Ryan Wallace, president of the Woodlake Youth Football organization, only views himself as the figure head of the organization. On the board with him are six other members. He says, along with the kids, are the real deservers of the award.
“It is very nice to see that all our hard work has not gone unnoticed,” Wallace said. “I think if people put forth just a little bit of effort it will get noticed.”
It is the small bit of effort which Wallace is trying to instill into the players on their six teams. While winning is import, the organization is trying to do more. Coaches are expected to be positive role models. Team work, communication, and respect are also highly valued lessons which are taught.
Wallace began coaching eight years ago, and the lessons taught to those first players are being used well. On many occasions he has had former players come up to him thanking him for teaching them the lessons through the sport.
“It brings a tear to my eye,” Wallace said. “It is all for the kids is why we do this.”
Vice president James Sandoval’s purpose behind becoming a board member was kid driven as well. A former Woodlake youth player he wanted to see the game persevered from when he played.
“I love Woodlake, and I love the kids,” Sandoval said. “I try and give back to the community as much as I can.”
A competitive person, even at a young age, Sandoval took the winning and losing of a game seriously. To him it is something which is missing from sports today. Bantam football teams don’t keep official scores. However, when Sandoval coached Woodlake’s team he kept score. After games he told his team whether they had won or lost.

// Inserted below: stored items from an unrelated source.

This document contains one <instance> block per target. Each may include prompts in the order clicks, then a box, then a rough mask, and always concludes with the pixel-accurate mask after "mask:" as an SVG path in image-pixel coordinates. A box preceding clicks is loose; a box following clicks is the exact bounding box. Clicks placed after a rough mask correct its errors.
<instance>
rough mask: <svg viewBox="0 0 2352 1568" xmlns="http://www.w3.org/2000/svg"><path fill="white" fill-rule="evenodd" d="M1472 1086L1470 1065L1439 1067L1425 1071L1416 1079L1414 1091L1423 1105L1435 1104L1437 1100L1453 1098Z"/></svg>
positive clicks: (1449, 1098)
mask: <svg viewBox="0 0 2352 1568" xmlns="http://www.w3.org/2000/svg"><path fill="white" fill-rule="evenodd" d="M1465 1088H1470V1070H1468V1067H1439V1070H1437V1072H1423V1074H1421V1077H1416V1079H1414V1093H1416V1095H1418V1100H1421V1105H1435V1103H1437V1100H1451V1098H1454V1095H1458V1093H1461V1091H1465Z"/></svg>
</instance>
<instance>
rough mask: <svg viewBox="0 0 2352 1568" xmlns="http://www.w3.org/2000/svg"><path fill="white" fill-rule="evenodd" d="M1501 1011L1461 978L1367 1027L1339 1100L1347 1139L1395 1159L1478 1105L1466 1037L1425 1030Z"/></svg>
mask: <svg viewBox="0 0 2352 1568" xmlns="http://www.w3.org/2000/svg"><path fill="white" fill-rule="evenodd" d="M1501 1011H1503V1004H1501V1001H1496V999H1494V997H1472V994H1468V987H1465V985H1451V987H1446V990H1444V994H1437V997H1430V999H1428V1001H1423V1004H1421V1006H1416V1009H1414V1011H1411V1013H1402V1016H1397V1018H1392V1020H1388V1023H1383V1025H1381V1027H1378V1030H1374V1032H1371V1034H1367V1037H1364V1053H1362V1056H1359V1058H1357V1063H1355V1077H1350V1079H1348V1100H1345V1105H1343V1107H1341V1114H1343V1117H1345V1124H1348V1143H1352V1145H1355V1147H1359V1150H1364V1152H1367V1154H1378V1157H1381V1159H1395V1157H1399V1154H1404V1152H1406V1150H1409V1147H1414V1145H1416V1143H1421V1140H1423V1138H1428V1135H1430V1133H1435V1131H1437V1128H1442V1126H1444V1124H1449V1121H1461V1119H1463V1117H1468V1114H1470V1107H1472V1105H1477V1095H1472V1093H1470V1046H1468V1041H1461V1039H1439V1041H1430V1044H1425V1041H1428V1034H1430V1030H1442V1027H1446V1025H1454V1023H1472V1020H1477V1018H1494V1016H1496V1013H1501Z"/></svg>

Sandoval’s purpose was to keep the competitive nature alive.
“When they grow up they will want to be better and want to do better,” Sandoval said. “It is amazing to see these little kids grow and that is where I get my drive.”
Fortunate enough for the two of them they’ve had coaches come through like Larry Arroyo. He coached at the Pop Warner level in Woodlake for 26 years, and influenced the lives hundreds of kids. He was also a junior varsity football coach for six years. Recently retired the news to Arroyo was a shock.
“This award was totally unexpected,” Arroyo said.
The transition from player to coach was almost instantaneous. In 1979 Arroyo finished up a four year varsity career under Leo Robinson. The very next fall Robinson offered him a coaching position with the youth program. One he took and ran with.
While an athlete Arroyo was only focused on playing the game. Instead he learned discipline from Robinson. That is something which he brought to the table when coaching his own teams.
“I believe if you are discipline on the field than you are going to take that discipline home and it will stay with the kids throughout their lives,” Arroyo said.